Gazeta do Povo
É
possível que muita gente ainda não tenha percebido, mas todos os
problemas da política brasileira já estão resolvidos – quer dizer, se
estiverem de fato valendo, no mundo das realidades práticas, os cálculos
aritméticos dos adversários do governo. É simples: segundo um desses
grupos de oposição, que conseguiu atrair alguma atenção da mídia para a
sua causa, “70% dos brasileiros” estão contra o presidente Jair
Bolsonaro. Seu lema, pelo que deu para entender do noticiário, é
justamente esse: “Somos 70%”.
Se é assim, porque o
ataque de nervos permanente que marca a vida política do Brasil há
meses, ou desde que Bolsonaro assumiu a presidência? É só esperar mais
um pouco, até as eleições de outubro de 2022 – menos de dois anos e meio
– e esses 70% vão colocar o presidente na rua, usando nas urnas a
vantagem esmagadora dos números que têm a seu favor. Não pode ser
diferente: até uma criança de 10 anos sabe que 70 ganham de 30.
Há três problemas com essa teoria. O primeiro é saber se esses “70%” são mesmo 70%, ou se são apenas a fórmula numérica de um desejo – como certas linguiças que se compra na beira da estrada, é melhor não saber em detalhes o que existe dentro das chamadas “pesquisas de opinião”.
O
segundo problema é que 70% não querem dizer grande coisa se não há, na
vida real, um candidato capaz de convencer essa massa toda a votar nele
para presidente da República. Se não há, a matemática muda: sem um
adversário certo e sabido, os 30% que sobram ganham a potência de um
motor V-6 turbo com 600 cavalos de força. Qual seria esse candidato?
Sempre pode aparecer, é claro – mas é preciso que realmente apareça, e
apareça logo.
O terceiro problema é saber o que vão
fazer de fato, na hora de votar, os 70% que não apoiam o presidente –
mesmo que sejam tantos assim. Uma coisa é não aprovar o governo e, no
dia da eleição, ir em massa à seção eleitoral para votar efetivamente
contra ele.
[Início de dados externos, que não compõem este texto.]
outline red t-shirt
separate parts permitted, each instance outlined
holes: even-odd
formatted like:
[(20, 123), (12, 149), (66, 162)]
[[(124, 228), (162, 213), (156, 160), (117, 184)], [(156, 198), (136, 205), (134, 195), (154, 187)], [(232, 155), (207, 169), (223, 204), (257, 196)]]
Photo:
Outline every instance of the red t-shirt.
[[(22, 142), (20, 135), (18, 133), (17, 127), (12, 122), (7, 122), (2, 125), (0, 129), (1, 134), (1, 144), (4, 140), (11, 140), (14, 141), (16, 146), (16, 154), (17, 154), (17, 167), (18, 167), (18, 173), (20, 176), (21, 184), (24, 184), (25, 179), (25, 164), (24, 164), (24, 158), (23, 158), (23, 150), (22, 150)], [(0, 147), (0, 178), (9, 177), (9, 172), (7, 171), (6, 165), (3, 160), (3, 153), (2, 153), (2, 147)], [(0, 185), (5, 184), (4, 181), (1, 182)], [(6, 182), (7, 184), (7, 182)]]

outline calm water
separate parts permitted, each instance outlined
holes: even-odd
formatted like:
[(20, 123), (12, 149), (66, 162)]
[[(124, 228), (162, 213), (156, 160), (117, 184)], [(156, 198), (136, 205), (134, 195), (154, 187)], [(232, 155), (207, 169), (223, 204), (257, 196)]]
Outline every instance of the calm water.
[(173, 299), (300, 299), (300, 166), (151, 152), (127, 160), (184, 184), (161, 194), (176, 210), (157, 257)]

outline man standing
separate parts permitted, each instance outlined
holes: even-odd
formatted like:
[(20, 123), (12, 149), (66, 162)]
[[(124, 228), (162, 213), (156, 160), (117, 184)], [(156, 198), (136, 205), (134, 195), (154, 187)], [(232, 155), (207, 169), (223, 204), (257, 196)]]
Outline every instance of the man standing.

Outra, muito diferente, é achar que o governo é uma droga e,
ao mesmo tempo, aproveitar o feriado da eleição apenas para não fazer
nada – principalmente pegar ônibus e esperar em fila para votar.
Nas
eleições de 2018, mais de 30 milhões de eleitores não quiseram votar.
Somados aos votos brancos e nulos, mais de 42 milhões de brasileiros não
votaram em ninguém, num eleitorado total de 147 milhões. O grupo do
“Somos 70%” precisa mudar essa performance, e mudar depressa, se quiser
ganhar dos outros 30. Ficar falando mal da ministra Damares, ou achando
que o STF resolve essa parada com uma liminar, não vai adiantar nada.